Again, I'm not sure about Wpf, but in WinForms this certainly isn't the case. You get into all sorts of problems unless you ask the BindingSource component to remove the item (via its Remove method). Going directly to the BusinessListBase collection and calling remove screwed up the databinding. Even then I'm not sure it always worked right, and I tend to favor asking the grid to remove the row (which then triggers the proper databinding stuff).
am_fusion:I hope to sepend some time with the developer who original requested this change to better understand why they can't use the collection directly to do the remove.
I'd be curious to know too.. I would think the grid and databinding should be handling it.. even if you're just asking a grid to remove programatically.
am_fusion:So CSLA currently has code that allows the child to talk to the collection and ask the parent collection to remove the child? I haven't found any code like this. I don't supose you remember where this code is off the top of your head?
It is buried deeply in the n-level undo implementation, and is tied into the IEditableObject interface implementation as well.
There' only one way to trigger this behavior, and it is by emulating (or using) Windows Forms 1.x datagrid binding behavior.
And honestly it was a terrible thing to do.

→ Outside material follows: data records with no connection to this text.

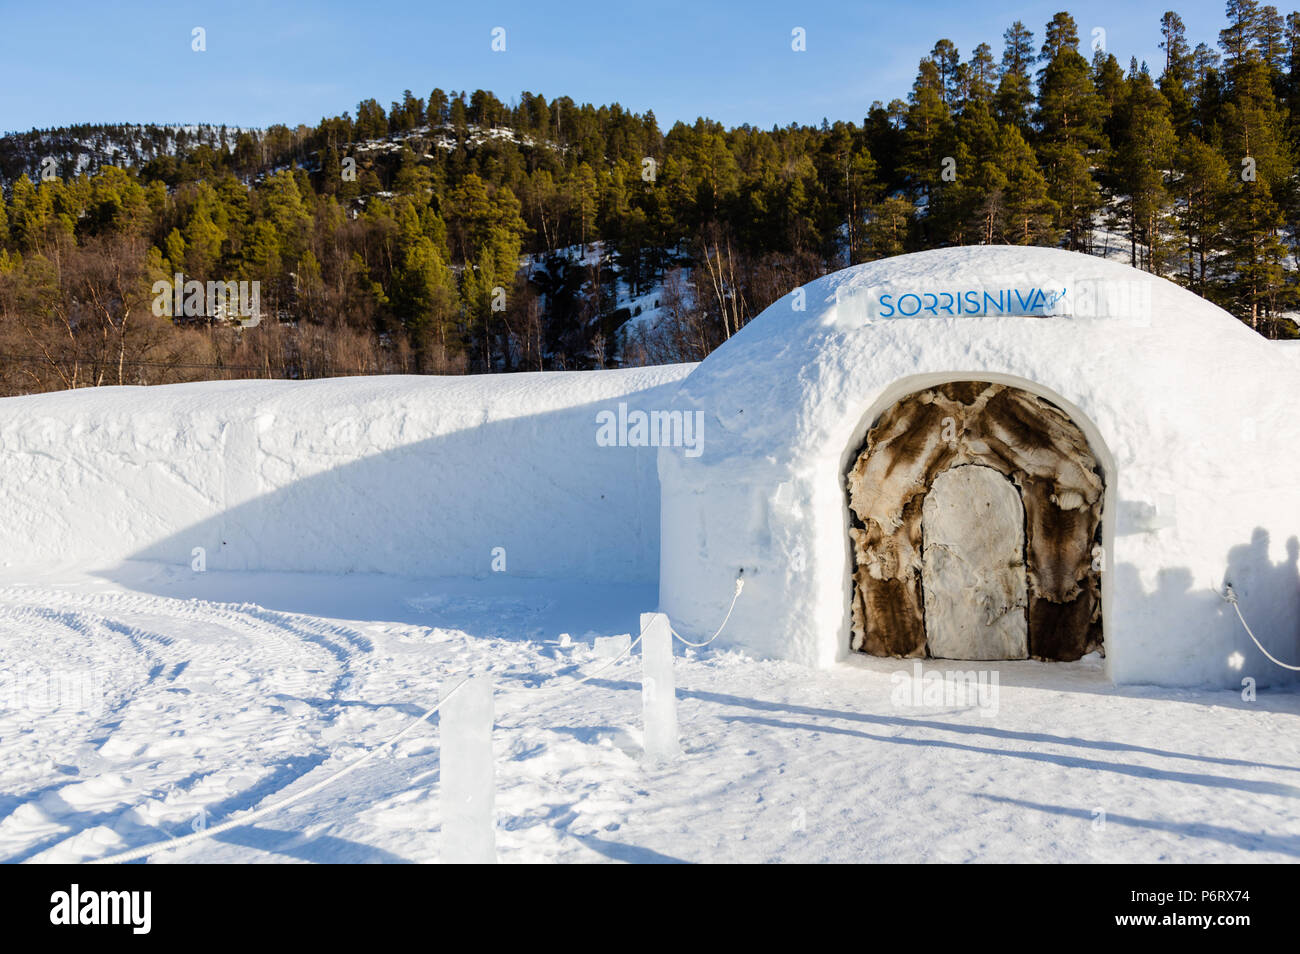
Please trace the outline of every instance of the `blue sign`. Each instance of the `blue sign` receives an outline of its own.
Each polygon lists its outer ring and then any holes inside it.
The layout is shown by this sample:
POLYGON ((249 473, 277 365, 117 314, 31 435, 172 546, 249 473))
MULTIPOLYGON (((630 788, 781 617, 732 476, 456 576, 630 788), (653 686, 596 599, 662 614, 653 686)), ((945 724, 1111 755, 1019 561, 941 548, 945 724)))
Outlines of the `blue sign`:
POLYGON ((879 318, 1024 316, 1065 313, 1065 294, 1051 288, 962 289, 953 291, 882 292, 879 318))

It complicated the heck out of the IEO implementation and was the source of many headaches. .NET is generally designed under the assumption that the collection will be told to remove an object, not a child object, and 1.x data binding went against that model - thus causing pain.
This is why 2.0 data binding fixed the issue - because everyone involved realized how bad an idea the 1.x design really was.
My recommendation is to not emulate that mistake :)
I've overriden the delete method in a child business object to remove itself from the collection as follows:
public override void Delete()
{
CanExecuteMethod("Delete", true);
this.Parent.RemoveChild(this);
}
I mainly use the child delete method when working with tree structures wrapped in ViewModel objects.
Will the RemoveChild() method be abandoned in CSLA 4.0?
I don't know that I'll get rid of RemoveChild() necessarily. The part I want to get rid of in 4.0 is the code in the IEditableObject implementation that tracks whether the child is new so it knows to call RemoveChild() when CancelEdit() is called on a new/unchanged child object.
And honestly, even that is just cleanup, and so falls pretty low on the priority list.